Fortune summarized the leak as a collection of “misinformation” and accused WikiLeaks of serving as “a well-oiled machine of information warfare, sowing panic, fear, and paranoia among the populace.”A Forbes article, titled “WikiLeaks Vault 7 CIA Dump Offers Nothing But Old News,” seeks to reassure the reader that “the overwhelming majority of us aren’t likely to be targeted by the CIA.”
A Foreign Policy post, titled “WikiLeaks Has Joined the Trump Administration,” described WikiLeaks as an “anti-American group” that “has become the preferred intelligence service for a conspiracy-addled White House.” This article centered around a possible Trump-WikiLeaks kinship, noting that the president may be keeping quiet about the Vault 7 leaks because he could “benefit from” them.
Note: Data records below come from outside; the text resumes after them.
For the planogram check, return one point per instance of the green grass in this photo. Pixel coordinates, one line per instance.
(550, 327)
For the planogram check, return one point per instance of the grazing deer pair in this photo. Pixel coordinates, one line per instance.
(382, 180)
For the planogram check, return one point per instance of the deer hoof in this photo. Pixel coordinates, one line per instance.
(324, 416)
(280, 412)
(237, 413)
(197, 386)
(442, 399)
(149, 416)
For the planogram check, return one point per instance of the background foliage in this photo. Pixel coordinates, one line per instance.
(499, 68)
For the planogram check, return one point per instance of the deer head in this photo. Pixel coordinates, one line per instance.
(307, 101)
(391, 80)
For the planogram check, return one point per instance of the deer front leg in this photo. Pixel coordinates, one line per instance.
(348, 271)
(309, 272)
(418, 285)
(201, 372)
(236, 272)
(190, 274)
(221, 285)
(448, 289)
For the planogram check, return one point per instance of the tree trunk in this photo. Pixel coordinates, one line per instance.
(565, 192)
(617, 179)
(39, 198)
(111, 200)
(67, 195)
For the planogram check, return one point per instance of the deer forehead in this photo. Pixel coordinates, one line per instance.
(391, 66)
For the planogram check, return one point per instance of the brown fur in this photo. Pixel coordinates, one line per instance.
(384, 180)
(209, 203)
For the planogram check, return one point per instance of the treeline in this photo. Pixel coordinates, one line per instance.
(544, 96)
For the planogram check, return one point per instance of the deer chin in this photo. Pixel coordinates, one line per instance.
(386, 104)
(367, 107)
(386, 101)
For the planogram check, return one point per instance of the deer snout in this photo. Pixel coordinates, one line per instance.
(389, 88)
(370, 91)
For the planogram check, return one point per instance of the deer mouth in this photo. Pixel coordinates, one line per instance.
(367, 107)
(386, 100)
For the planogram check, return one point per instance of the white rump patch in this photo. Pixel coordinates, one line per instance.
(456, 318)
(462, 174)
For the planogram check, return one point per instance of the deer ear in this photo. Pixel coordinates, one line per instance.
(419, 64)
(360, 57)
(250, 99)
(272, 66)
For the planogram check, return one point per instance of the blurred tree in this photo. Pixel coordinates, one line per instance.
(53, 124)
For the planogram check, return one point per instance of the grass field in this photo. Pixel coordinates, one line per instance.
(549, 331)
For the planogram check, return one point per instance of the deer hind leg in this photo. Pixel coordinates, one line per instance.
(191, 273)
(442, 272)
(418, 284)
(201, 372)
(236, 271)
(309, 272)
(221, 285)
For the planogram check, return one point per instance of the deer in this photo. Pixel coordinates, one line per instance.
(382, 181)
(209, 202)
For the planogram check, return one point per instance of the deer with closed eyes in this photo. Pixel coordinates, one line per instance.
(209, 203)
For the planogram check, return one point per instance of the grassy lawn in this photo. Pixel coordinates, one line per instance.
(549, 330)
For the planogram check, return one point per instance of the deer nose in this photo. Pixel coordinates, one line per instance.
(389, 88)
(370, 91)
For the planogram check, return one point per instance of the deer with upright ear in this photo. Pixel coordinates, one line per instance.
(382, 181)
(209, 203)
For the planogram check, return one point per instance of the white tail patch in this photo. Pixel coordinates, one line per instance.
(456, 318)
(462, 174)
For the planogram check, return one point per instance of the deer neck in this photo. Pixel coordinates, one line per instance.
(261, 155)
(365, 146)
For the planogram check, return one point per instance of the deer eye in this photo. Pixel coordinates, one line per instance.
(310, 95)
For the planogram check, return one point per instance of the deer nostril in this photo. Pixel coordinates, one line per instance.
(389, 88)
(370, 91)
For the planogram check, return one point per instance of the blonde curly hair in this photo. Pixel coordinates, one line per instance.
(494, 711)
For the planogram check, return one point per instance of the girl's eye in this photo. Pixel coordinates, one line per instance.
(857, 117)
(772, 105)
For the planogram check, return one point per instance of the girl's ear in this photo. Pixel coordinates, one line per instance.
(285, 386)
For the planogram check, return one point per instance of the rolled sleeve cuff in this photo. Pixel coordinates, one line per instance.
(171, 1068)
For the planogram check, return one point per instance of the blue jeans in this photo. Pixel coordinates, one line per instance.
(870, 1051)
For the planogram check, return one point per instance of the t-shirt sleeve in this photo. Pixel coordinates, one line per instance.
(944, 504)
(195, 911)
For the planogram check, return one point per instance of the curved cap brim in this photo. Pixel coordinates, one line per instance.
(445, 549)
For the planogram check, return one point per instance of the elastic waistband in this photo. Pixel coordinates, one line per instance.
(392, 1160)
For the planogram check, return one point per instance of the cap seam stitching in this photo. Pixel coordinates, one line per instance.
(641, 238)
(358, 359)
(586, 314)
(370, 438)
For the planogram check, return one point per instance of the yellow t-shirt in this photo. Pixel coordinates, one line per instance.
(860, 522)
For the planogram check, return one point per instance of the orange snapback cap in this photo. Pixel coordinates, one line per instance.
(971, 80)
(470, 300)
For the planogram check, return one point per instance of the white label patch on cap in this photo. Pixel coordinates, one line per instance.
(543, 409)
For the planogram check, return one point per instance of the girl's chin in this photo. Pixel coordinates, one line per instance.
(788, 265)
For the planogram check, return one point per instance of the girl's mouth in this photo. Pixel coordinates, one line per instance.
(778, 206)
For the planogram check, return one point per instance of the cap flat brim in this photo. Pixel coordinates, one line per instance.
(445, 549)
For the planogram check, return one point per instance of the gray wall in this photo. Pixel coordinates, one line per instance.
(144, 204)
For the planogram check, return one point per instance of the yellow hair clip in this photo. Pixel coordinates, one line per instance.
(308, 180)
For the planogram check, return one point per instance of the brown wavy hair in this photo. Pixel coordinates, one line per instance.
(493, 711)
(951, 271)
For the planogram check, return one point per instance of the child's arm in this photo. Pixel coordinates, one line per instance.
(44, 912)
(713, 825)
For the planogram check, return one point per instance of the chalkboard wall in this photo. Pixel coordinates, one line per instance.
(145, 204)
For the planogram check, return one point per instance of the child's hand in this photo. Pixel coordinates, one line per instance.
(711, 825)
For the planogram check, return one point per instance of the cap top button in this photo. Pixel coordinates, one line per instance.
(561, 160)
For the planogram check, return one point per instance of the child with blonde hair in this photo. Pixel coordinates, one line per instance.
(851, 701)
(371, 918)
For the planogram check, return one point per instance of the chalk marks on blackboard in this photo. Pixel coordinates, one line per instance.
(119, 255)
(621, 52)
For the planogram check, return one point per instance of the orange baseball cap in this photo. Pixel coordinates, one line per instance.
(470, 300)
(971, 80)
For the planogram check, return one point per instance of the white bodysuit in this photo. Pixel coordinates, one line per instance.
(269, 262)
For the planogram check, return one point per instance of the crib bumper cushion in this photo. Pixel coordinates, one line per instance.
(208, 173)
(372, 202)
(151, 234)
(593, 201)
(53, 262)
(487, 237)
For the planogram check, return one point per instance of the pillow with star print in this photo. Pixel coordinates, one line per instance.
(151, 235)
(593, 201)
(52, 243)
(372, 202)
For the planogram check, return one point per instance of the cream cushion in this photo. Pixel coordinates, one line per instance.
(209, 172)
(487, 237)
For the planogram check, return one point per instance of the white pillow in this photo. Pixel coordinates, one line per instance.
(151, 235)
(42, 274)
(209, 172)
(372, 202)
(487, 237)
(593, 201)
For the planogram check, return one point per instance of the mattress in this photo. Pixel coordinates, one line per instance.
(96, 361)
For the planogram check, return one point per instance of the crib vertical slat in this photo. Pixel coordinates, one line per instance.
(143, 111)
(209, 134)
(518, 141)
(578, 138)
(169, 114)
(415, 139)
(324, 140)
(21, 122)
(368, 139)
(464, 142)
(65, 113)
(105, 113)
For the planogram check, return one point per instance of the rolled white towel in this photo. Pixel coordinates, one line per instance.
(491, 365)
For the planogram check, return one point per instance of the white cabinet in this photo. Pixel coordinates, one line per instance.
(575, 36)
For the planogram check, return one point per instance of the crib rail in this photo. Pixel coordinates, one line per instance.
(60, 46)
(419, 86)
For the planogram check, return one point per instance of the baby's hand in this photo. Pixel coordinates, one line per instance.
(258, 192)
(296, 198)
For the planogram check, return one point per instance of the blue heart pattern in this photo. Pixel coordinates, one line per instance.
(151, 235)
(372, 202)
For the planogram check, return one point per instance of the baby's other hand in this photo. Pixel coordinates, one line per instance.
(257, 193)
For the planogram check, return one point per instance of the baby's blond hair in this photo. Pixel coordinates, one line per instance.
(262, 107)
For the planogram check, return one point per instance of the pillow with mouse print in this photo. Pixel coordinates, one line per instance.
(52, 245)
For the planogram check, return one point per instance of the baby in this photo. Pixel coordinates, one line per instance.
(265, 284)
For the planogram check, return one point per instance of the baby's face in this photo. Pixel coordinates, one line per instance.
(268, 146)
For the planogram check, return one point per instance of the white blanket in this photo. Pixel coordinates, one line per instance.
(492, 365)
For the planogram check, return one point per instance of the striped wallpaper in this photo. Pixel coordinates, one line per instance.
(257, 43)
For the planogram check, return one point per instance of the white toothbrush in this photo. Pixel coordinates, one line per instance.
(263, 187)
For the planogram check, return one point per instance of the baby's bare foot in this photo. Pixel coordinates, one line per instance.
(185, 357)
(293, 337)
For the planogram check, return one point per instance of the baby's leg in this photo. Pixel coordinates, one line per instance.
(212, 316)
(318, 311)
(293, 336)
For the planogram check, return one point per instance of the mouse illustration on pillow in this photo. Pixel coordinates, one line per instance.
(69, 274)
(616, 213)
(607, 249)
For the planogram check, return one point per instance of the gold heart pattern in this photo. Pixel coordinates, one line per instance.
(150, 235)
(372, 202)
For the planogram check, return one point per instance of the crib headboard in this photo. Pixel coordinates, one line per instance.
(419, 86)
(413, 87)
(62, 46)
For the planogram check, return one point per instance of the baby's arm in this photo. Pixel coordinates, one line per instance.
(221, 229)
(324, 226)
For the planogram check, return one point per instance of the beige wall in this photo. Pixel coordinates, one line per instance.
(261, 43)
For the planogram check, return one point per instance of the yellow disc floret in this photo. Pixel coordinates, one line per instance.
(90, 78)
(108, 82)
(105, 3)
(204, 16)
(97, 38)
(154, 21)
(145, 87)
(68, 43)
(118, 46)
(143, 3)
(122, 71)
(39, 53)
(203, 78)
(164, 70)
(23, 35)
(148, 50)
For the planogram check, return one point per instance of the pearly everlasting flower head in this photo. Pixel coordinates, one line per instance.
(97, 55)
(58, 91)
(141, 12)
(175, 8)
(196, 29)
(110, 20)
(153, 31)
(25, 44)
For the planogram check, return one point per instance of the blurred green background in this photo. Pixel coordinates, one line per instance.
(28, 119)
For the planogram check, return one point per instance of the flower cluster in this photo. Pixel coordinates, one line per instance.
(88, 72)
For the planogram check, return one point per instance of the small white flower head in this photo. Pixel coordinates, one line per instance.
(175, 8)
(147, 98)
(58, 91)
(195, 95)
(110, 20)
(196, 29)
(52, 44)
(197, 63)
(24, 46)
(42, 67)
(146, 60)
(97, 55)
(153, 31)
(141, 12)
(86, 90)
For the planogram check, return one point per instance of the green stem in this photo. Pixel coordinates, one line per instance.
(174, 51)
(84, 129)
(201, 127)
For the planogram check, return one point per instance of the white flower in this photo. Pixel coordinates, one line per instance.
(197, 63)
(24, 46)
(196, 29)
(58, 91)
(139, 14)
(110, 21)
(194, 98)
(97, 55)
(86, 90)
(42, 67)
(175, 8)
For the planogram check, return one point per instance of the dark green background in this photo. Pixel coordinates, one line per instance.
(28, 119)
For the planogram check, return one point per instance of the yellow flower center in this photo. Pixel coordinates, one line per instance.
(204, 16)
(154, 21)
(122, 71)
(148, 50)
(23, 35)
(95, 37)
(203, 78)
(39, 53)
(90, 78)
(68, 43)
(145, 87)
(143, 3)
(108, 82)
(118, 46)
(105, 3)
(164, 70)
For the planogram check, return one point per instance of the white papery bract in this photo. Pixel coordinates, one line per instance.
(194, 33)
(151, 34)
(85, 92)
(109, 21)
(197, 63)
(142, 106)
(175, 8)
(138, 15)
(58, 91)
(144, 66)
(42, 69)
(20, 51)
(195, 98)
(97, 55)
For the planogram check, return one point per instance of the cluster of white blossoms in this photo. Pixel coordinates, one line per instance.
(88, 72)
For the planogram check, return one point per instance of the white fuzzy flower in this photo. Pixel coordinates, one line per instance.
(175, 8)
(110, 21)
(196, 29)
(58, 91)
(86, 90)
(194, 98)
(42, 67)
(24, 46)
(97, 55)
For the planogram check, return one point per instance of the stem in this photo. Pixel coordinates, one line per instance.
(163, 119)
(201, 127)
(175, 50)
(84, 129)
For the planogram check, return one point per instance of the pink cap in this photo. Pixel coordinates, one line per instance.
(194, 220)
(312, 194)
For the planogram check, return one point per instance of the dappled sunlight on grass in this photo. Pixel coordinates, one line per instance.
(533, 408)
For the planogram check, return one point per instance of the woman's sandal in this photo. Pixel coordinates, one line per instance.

However, beneath the surface of Vault 7 reports that seek to obfuscate the data, summaries, and analyses that expose the CIA’s troubling hacking capabilities are able to be found and are vital to bringing these disconcerting but crucial topics to light.
The Independent published a straightforward explanation of the Vault 7 leak as well as steps that can be taken to protect some personal data. The article also points out how Apple’s response to the leaks serve as an admission of sorts regarding vulnerabilities exploited by the CIA:
While our initial analysis indicates that many of the issues leaked today were already patched in the latest iOS, we will continue work to rapidly address any identified vulnerabilities.
In addition, Edward Snowden publicly recognized the authenticity and implications of the information released through Vault 7. “Evidence mounts showing CIA & FBI knew about catastrophic weaknesses in the most-used smartphones in America, but kept them open — to spy,” he noted in one tweet. In another, he declared that the leaks are “first public evidence USG secretly paying to keep US software unsafe.”
It’s important to note that WikiLeaks dumped a massive amount of data at once in its Vault 7 release, and proper, thorough analysis of this information is critical. When troves of documents are unleashed so quickly, it is possible for some parts of information to be initially overstated or misunderstood. But for the media to uniformly proclaim that all is settled – that the leaks are nothing but old news, insignificant bits of data not worthy of concern, or a nefarious disinformation campaign – is a disservice to the public.